“The camera has the power to catch so-called normal people in such a way as to make them look abnormal. The photographer chooses oddity, chases it, frames it, develops it, titles it.” –Susan Sontag, “America, Seen Through Photographs, Darkly”
Sontag’s statement is poignant. Photography has the power to dissect moments out of life – out of time, which is fluid; out of character, which is round – and make them flat, static documents. Photography can take anything that in the flow of life is unremarkable, and make it mean something. Who doesn’t yawn during a meeting? If a photographer were to capture that moment, the photograph would forever imply that that you were bored with your job, disrespectful of your colleagues, and a social failure. The photograph does not come with a well-rounded narrative of how you stayed up late the night before compiling that report so that your boss would ace her presentation and still got up to make lunches for your children in the morning. John Berger made the incredible observation that “the photograph offers irrefutable evidence…yet it tells us nothing of [its] significance” (“Appearances” 86).
As Sontag pointed out, “Anybody Arbus photographed was a freak” (512). Photography can make us all freaks, and that seems to be a dynamic that some photographers capitalized on in the period of street photography of the 1950s and 60s. The critics of their genre remarked on the commodification of the Other. Diane Arbus and later Richard Avadon boosted their notoriety as photographers using a similar subject matter and attitude of the beauty of tragedy. Arbus’ work was rebellious. Avadon’s more blatantly commercial, but then so was America by the 1980s.
The ethical sticking point is that they seemed to be selling the freak show thrill, or “a voyeuristic charge” that allows the viewer to feel fortified by the fact that “we” are not “them.” (Bolton 265) “Behind Avedon’s control of the subject can be found the control of an entire class,” Bolton wrote (266). The same could be said of Arbus.
In various contexts throughout history, photography has had to wrestle with it’s association with abstract objectivity and the idea that all visual information is innocent – it’s a mere recording of a moment. The photographer as the recorder is just performing a mechanical act; he is making a document. But photographers bring subjective motivations and views of the world that come from their own lives, their place in history, their zeitgeist.

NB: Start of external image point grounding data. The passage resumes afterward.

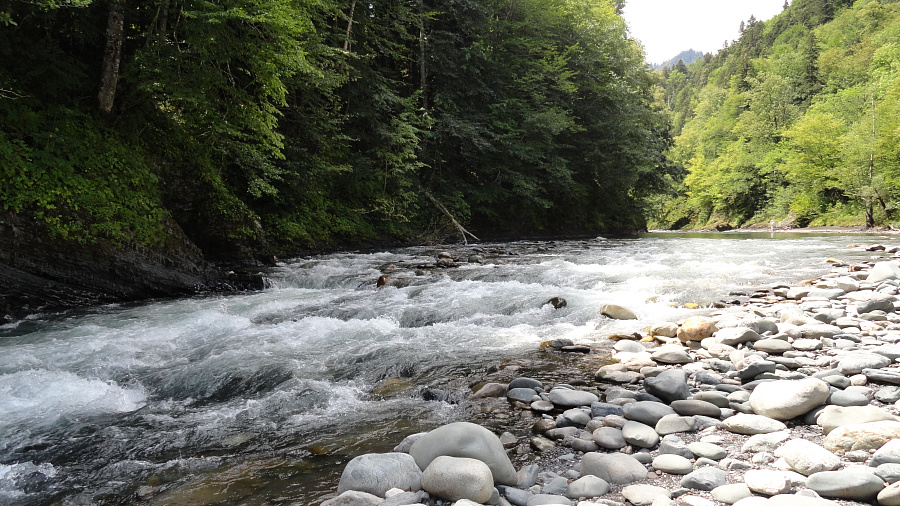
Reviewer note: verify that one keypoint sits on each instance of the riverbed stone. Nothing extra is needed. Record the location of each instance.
(644, 495)
(378, 473)
(673, 464)
(767, 481)
(786, 399)
(864, 436)
(465, 440)
(806, 457)
(854, 362)
(705, 478)
(455, 478)
(617, 312)
(614, 468)
(671, 424)
(853, 484)
(638, 434)
(670, 385)
(610, 438)
(646, 412)
(587, 486)
(833, 417)
(730, 494)
(748, 424)
(565, 398)
(672, 354)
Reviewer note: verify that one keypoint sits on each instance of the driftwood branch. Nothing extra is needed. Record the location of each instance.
(444, 210)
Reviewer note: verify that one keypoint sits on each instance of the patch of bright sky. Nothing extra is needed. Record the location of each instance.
(668, 27)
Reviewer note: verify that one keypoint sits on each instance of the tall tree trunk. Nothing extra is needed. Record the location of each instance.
(349, 26)
(422, 75)
(112, 57)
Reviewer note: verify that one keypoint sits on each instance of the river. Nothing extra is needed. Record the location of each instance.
(260, 398)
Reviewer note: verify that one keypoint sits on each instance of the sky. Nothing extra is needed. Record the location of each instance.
(668, 27)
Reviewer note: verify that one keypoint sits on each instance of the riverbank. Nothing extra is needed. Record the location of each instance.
(791, 391)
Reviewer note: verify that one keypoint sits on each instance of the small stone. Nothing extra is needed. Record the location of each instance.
(644, 495)
(673, 464)
(853, 484)
(752, 424)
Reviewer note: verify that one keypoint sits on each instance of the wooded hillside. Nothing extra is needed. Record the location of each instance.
(273, 125)
(797, 121)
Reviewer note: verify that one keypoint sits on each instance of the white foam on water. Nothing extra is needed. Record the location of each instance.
(41, 397)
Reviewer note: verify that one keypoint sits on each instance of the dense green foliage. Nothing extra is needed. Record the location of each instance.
(273, 125)
(797, 121)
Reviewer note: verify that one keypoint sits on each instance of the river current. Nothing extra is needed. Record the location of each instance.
(261, 398)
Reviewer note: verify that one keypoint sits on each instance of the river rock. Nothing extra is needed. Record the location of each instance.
(786, 399)
(378, 473)
(547, 499)
(670, 385)
(705, 478)
(767, 482)
(696, 328)
(673, 464)
(524, 395)
(807, 458)
(671, 424)
(887, 454)
(882, 271)
(864, 436)
(853, 484)
(707, 450)
(454, 478)
(638, 434)
(672, 354)
(587, 486)
(565, 398)
(465, 440)
(644, 495)
(614, 468)
(610, 438)
(748, 424)
(833, 417)
(730, 494)
(354, 498)
(646, 412)
(855, 362)
(617, 312)
(890, 496)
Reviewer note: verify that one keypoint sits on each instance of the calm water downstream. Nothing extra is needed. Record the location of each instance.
(260, 398)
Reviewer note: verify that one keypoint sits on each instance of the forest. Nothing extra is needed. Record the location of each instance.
(272, 126)
(798, 121)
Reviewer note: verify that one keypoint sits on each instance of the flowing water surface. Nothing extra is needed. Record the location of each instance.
(260, 398)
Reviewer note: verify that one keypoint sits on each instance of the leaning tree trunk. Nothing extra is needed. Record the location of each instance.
(112, 56)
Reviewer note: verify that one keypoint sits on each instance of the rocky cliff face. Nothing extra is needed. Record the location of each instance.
(40, 273)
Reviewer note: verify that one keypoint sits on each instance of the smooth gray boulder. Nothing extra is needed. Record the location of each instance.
(705, 478)
(670, 385)
(587, 486)
(614, 468)
(748, 424)
(853, 484)
(609, 438)
(646, 412)
(786, 399)
(380, 472)
(833, 417)
(644, 495)
(454, 478)
(565, 398)
(465, 440)
(673, 464)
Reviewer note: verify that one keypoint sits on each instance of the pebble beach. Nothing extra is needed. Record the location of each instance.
(777, 394)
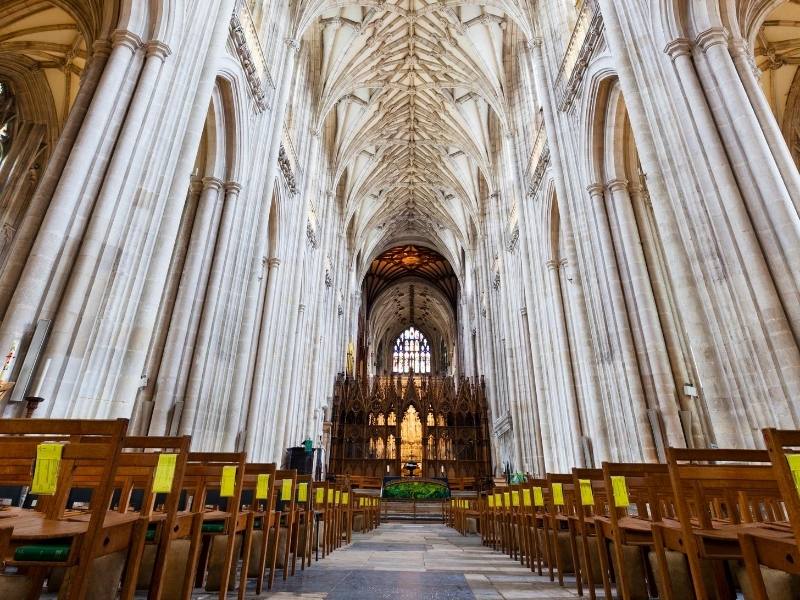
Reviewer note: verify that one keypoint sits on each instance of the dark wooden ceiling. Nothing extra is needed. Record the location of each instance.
(410, 261)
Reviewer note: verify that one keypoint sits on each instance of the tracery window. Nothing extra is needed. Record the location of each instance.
(411, 351)
(7, 114)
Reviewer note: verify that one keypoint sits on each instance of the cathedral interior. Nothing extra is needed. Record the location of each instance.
(400, 299)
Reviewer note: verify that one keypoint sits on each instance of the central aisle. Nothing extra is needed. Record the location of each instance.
(416, 562)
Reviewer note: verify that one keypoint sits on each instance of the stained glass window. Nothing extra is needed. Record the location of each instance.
(411, 351)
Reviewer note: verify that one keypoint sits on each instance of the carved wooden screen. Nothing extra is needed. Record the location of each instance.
(367, 425)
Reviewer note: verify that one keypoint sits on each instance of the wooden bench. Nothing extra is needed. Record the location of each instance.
(53, 535)
(212, 486)
(775, 545)
(718, 494)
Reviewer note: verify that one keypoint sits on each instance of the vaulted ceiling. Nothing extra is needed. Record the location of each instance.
(416, 92)
(403, 262)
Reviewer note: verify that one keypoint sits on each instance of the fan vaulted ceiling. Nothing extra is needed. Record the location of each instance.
(410, 261)
(417, 93)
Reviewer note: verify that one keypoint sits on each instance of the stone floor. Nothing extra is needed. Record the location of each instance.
(415, 562)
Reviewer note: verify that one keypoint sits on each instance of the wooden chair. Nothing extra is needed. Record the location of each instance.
(212, 485)
(286, 489)
(639, 494)
(53, 535)
(591, 501)
(559, 496)
(775, 545)
(258, 498)
(305, 520)
(538, 527)
(718, 494)
(149, 479)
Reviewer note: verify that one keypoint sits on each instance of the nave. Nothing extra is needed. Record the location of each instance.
(406, 561)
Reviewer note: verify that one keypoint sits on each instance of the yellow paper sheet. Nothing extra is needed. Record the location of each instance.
(794, 466)
(587, 496)
(620, 488)
(228, 483)
(286, 490)
(526, 497)
(45, 474)
(165, 473)
(558, 494)
(262, 486)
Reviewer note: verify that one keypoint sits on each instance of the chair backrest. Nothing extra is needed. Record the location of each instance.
(286, 489)
(559, 494)
(646, 486)
(258, 486)
(734, 486)
(783, 447)
(90, 450)
(139, 467)
(208, 479)
(591, 498)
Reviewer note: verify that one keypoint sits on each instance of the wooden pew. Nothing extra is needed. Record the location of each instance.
(715, 502)
(212, 484)
(591, 501)
(776, 545)
(559, 496)
(286, 485)
(639, 494)
(258, 498)
(84, 447)
(136, 474)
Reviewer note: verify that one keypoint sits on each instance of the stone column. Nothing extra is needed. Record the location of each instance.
(25, 236)
(647, 312)
(629, 368)
(262, 368)
(577, 293)
(728, 431)
(564, 362)
(182, 327)
(201, 374)
(39, 275)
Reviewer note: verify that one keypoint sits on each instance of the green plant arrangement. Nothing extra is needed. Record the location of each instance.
(416, 490)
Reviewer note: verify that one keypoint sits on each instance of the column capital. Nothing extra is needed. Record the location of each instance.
(212, 183)
(678, 47)
(158, 49)
(122, 37)
(596, 189)
(711, 37)
(617, 185)
(101, 48)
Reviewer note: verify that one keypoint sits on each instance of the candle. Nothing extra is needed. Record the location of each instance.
(42, 378)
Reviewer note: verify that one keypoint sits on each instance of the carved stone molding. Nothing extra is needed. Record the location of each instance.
(286, 169)
(251, 58)
(311, 234)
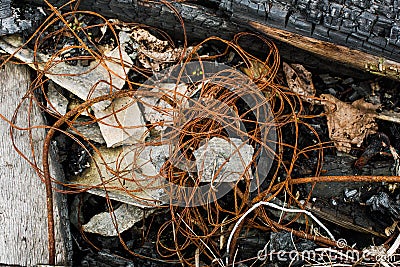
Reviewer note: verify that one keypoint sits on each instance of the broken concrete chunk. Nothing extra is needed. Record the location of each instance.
(130, 174)
(99, 78)
(156, 110)
(57, 103)
(154, 53)
(122, 123)
(125, 217)
(348, 124)
(299, 81)
(220, 160)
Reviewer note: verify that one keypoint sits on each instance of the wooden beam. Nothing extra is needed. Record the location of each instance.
(23, 214)
(338, 53)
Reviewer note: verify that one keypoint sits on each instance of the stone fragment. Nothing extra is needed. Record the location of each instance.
(125, 217)
(122, 123)
(100, 78)
(129, 174)
(220, 160)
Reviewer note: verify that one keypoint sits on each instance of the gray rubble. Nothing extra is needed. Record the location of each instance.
(125, 217)
(129, 174)
(57, 103)
(220, 160)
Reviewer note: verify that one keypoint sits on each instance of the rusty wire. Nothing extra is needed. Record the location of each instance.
(204, 227)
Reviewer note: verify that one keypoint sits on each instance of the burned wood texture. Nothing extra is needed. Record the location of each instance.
(371, 27)
(23, 215)
(335, 202)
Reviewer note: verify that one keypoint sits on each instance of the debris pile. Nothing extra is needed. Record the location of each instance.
(183, 162)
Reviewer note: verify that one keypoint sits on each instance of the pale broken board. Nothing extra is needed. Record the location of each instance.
(23, 214)
(128, 174)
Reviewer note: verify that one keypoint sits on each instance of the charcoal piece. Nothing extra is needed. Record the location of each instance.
(383, 203)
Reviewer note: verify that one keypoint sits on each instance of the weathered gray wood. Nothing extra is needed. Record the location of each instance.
(23, 215)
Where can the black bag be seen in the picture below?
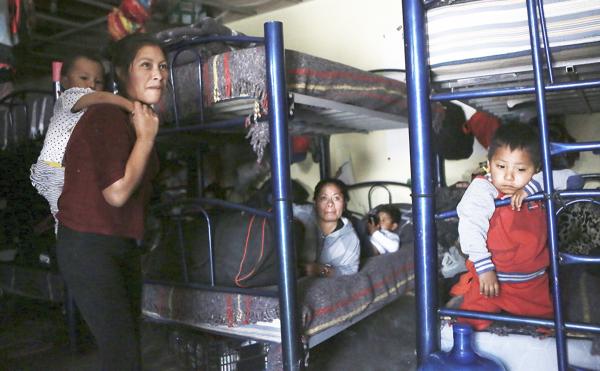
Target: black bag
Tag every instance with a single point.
(452, 139)
(244, 252)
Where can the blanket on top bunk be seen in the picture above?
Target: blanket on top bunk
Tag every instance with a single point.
(242, 74)
(324, 303)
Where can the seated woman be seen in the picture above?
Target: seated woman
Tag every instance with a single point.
(338, 248)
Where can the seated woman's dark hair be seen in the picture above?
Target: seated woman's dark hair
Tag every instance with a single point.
(123, 52)
(338, 183)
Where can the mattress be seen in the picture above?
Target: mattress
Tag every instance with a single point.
(240, 75)
(327, 305)
(481, 38)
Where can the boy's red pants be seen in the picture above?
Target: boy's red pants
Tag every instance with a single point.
(531, 298)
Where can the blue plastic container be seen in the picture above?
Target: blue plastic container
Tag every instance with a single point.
(462, 356)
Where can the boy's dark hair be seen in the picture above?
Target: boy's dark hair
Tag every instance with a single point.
(123, 53)
(338, 183)
(517, 136)
(392, 211)
(70, 60)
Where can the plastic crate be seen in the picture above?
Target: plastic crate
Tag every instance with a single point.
(201, 351)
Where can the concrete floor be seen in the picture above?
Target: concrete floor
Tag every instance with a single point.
(33, 337)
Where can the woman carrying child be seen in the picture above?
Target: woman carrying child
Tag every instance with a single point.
(109, 163)
(82, 77)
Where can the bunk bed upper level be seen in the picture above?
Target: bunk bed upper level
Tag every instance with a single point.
(218, 75)
(482, 44)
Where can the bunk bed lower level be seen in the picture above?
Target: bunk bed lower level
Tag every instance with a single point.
(327, 306)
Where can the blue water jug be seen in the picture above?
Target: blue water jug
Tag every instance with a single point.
(462, 356)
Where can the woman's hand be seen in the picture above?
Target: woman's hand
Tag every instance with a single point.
(145, 122)
(317, 270)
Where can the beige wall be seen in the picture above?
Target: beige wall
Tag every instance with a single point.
(371, 37)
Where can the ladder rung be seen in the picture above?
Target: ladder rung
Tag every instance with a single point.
(566, 258)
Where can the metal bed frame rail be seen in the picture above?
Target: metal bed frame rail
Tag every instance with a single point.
(282, 207)
(417, 76)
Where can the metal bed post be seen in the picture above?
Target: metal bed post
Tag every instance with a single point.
(561, 345)
(440, 170)
(278, 114)
(325, 158)
(417, 82)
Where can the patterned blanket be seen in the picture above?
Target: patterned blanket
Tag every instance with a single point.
(324, 302)
(241, 74)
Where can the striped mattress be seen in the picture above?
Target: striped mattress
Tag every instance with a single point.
(486, 37)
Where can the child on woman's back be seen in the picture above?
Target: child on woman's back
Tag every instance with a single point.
(383, 230)
(506, 247)
(81, 76)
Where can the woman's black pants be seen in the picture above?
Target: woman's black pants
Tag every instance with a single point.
(103, 275)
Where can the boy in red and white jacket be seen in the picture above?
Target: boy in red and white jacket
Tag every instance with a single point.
(506, 246)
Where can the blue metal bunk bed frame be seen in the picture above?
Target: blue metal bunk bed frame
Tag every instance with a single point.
(417, 79)
(282, 206)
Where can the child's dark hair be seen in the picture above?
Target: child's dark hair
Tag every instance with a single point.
(70, 60)
(392, 211)
(123, 53)
(338, 183)
(517, 136)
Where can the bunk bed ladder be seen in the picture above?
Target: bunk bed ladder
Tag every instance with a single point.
(417, 77)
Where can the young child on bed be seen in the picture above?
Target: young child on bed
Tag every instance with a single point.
(81, 76)
(506, 247)
(383, 230)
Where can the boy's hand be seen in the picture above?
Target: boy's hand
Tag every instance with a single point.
(516, 200)
(145, 121)
(488, 284)
(372, 227)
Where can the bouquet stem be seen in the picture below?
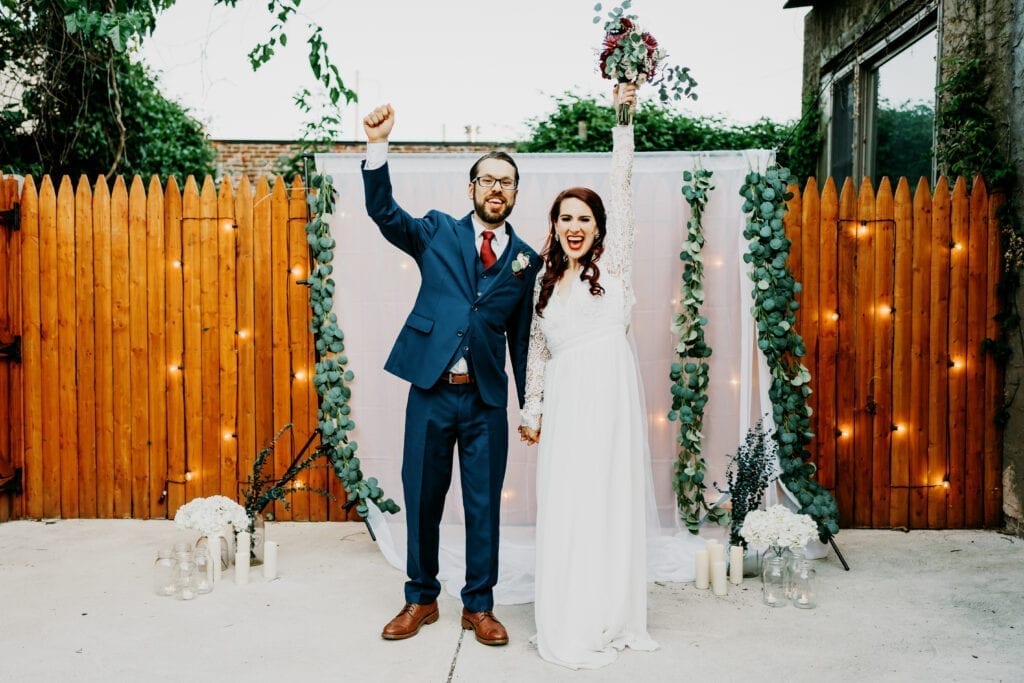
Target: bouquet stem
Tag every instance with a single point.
(624, 112)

1950s and 60s street photographs differed from documentary photographs of the 1930s in that they were not focused on social issues as part of an American Dream agenda. There was widespread suffering during the depression. By the 1950s and 1960s suffering had a different face – identified with certain neighborhoods, classes and races. In addition, formalism had given photographers other aims. Some street photographers, such as Evans, Cartier-Bresson, and Winogrand embraced formalism, while others such as Frank and Arbus rejected it. However, they all seemed to see photography primarily as a form of expression, even while “documenting” a fragment of life. They were not documenting for social or journalistic purposes. They were exploring various “personal” viewpoints of life as expressed in photographs. There was a spirit of rebelliousness and cynicism that may have been a reaction to the sentimentality of the 1950s Life magazine photography.
Sontag’s position on the failure of Walt Whitman’s vision for America may seem grim, but her point that both “sentimental humanism” and anti-humanism “render history and politics irrelevant,” is astute. “One does so by universalizing the human condition, into joy; the other by atomizing it, into horror” (511).
Berger, John. “Appearances.” Another Way of Telling. New York: Pantheon Books, 1982. Bolton, Richard. “In the American East: Richard Avedon Incorporated.” The Contest of Meaning. Ed. Richard Bolton. Cambridge: The MIT Press, 1992. 261-281. Print. Sontag, Susan. “America Seen Through Photographs, Darkly.” Photography in Print. Ed. Vicki Goldberg. Albuquerque: University of New Mexico Press, 1988. 506-520. Print.